The King and I is a studio cast recording of the musical by Rodgers and Hammerstein. The album was released by Philips Classics in 1992. Conducted by John Mauceri with the Hollywood Bowl Orchestra, the album stars Julie Andrews as Anna and Ben Kingsley as the King of Siam. The recording uses the orchestrations from the musical's 1956 film adaptation but restores three songs cut from the movie: "Shall I Tell You What I Think of You?", "My Lord and Master", and "I Have Dreamed". Lea Salonga and Peabo Bryson sing Tuptim and Lun Tha, with Marilyn Horne singing "Something Wonderful".

Critics noted Andrews' singing and the orchestral arrangements, while some felt the album was short of charm compared with earlier versions. The album was nominated for a Grammy Award for Best Musical Theater Album and reached number one on the Billboard classical crossover albums chart.

==Album details==
Conducted by John Mauceri with the Hollywood Bowl Orchestra, the album features Julie Andrews as Anna and Ben Kingsley as the King of Siam. This recording marks the first time Andrews performed the role professionally. The project represented a return to musical theater for Julie Andrews, who had been absent from the genre for many years. For Ben Kingsley, it marked a rare foray into musical performance.

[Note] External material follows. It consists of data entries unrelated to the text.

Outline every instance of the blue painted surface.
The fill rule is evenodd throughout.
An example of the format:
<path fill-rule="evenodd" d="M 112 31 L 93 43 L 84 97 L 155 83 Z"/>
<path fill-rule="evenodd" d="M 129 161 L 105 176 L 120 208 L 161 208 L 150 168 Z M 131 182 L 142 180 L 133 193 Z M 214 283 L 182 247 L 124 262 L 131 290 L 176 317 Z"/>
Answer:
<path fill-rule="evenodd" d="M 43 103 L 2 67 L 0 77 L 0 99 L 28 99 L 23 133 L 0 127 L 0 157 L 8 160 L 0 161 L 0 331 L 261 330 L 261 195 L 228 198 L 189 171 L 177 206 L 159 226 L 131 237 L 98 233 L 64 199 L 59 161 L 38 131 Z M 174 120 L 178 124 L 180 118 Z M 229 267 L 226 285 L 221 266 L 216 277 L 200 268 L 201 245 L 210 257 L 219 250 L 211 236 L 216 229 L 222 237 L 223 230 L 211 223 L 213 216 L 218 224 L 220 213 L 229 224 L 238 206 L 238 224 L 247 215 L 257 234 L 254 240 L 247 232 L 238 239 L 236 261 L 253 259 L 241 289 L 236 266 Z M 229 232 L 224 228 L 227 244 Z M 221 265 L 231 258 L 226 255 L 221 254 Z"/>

The recording uses the orchestrations from the musical's 1956 film adaptation, restoring three songs cut from the movie: "Shall I Tell You What I Think of You", "My Lord and Master", and "I Have Dreamed". The supporting cast includes Lea Salonga and Peabo Bryson as Tuptim and Lun Tha, with Marilyn Horne singing "Something Wonderful".

Released on CD, cassette, and vinyl (in Europe only), the album incorporates spoken dialogue from the musical to maintain the dramatic structure of the musical. Its creation was part of a larger celebration of Rodgers and Hammerstein's work, timed to coincide with the 80th anniversary of their first collaboration, Oklahoma!.

==Critical reception==

William Ruhlmann from AllMusic rated the album four out of five stars and called it "the exception to the many opera-singers-doing-a-musical recreations", praising Andrews' "brilliant" singing and Kingsley's "contemporary, distanced cool". The review also highlighted Mauceri’s orchestral choices.

Linda Sanders from Entertainment Weekly gave the album a C, criticizing its perceived lack of charm. She said Ben Kingsley fails to match Yul Brynner's iconic King, while Julie Andrews plays Anna more like a stern leader than a warm governess. The star-studded cast, she argued, ultimately weakens the magic of the classic musical.

Theatre writer John Kenrick praised the studio cast recording chiefly due to Julie Andrews' "magical" performance as Anna. He also admired John Mauceri's orchestrations with the Hollywood Bowl Orchestra, particularly their performance of "Shall We Dance", which he felt surpassed the original film version. Kenrick recommended the recording as an indispensable addition to any musical theater collection.

Professional ratings
Review scores
| Source | Rating |
| AllMusic | Star |
| Entertainment Weekly | C |

==Awards==
The cast recording was nominated for the 35th Annual Grammy Awards in the category of Best Musical Show Album.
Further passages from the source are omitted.